PersArmNoIntArm> ln -s OutputFromLocBoots/PersNoIntArmvsLocSlopes.20240717_S.Summ.eps .

print idl’s path and see if it can find a file within it and note capitalization conventions

IDL> print, file_which(‘chjuldaytolmstGALFA.pro’)
/usr/share/astro/idlshare/locallib/chjuldaytolmstGALFA.pro

 

and more specifically:

from https://stackoverflow.com/questions/29986130/idl-procedure-wont-compile

IDL procedure won’t compile

But when I try to find the procedure using “Findpro” I get

Procedure CHLOADCT found in directory  /data/clh93/colortables/CH/

So my paths are right. I don’t understand why it won’t find my procedure, does anyone know what’s going on?

Answers:

Things to check in situations like this:

  1. you are consistent about whether the routine is a function or procedure, i.e., routine is procedure and you are calling it as a procedure
  2. routine you are calling is either compiled already or the last routine in a file named the same as it with a .pro extension; the case of the filename and routine call must match or the filename must be all lowercase (just use all lowercase in filenames!)
  3. quick check to see if my_routine.pro is in your !path:
    IDL> print, file_which('my_routine.pro')
    

    It will return an empty string if it can’t find it.

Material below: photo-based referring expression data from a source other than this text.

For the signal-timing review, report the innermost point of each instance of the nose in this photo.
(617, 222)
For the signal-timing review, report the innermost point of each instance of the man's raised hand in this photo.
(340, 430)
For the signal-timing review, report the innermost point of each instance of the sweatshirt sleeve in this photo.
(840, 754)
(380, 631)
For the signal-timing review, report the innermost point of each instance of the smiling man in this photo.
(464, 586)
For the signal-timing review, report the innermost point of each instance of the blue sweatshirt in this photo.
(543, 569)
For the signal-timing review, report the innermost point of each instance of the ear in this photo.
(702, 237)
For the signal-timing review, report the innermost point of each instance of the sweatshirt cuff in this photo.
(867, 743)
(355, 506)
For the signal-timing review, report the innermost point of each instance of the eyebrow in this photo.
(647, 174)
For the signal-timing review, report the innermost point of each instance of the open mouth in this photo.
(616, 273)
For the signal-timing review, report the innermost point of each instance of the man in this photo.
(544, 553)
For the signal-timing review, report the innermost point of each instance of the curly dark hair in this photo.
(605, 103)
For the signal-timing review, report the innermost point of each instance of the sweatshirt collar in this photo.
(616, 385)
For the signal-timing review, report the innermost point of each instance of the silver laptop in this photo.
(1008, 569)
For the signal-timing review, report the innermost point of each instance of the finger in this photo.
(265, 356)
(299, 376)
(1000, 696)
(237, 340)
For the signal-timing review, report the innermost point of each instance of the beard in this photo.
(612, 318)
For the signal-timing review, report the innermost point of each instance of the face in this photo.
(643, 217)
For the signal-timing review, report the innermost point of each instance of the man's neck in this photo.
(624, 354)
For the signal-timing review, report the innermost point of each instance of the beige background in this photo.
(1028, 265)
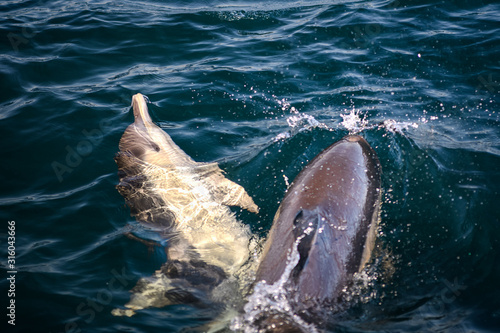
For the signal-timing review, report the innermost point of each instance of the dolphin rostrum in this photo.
(186, 202)
(322, 234)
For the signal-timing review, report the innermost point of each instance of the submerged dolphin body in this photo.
(322, 233)
(187, 204)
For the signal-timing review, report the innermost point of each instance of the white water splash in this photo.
(353, 122)
(398, 127)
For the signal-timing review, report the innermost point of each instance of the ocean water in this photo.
(260, 87)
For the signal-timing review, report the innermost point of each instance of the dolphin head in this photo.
(146, 142)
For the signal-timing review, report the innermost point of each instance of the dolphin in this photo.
(186, 203)
(322, 234)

  4. make sure the file is not in your !path twice and you are getting someone else’s or an old version

Detect input (read) error without crashing program. Complicated fortran-like reads

Fortran has the ability to send one somewhere upon an I/O error:

read(43,100,end=50) x,y,z         in which case program will go to statement labeled “50′ upon a read error.

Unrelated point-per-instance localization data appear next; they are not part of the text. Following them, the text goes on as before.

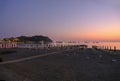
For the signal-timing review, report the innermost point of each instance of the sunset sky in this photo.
(61, 19)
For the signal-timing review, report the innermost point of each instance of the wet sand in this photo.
(75, 65)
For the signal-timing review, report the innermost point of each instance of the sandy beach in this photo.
(73, 65)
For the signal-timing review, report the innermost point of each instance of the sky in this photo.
(61, 19)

IDL does not have such a simple way to do it. But after many hours, I got an equivalent process to work.  An example is in the
/data/psrdata/rmgalprojs/rm2016/AO_Pulsars_RM/Longi_RM_Plots.pro file, specifically in
the PersArmNoIntArm data input section.

——————————————————————————

The same section of code illustrates painful read in of a complicated data file, where a single (long) row had been turned into six. It is similar to but not quite identical to fortran. I had to eliminate all format = ‘(sd;jkfsd;jkg)’ statements because idl and i (≡fortran) did not interpret them the same. Instead I had to force variables to have the right type before reading data into them, by initializing them.  For example, to read the following variables properly, i did things like:

ztext = ‘  ‘
xfloat = 3.5
ydoubleprecision=8.d0

Then when I read a file into those variables from a file , idl will treat those variables as the types given in the initialization statements.

When Mirzam can’t be ssh-ed into (usually after reboot)

When Mirzam can’t be ssh-ed into (usually after reboot):

/home and other NFS volumes exported by thuban2 probably aren’t mounted.
 
They should have automounted when mirzam was rebooted because they’re listed in /etc/fstab.

The fix is to login as root (which does not require /home) and then run the ‘mount -a’ command.

Bruce

Joel adds:  One needs root’s password in order to pull this off!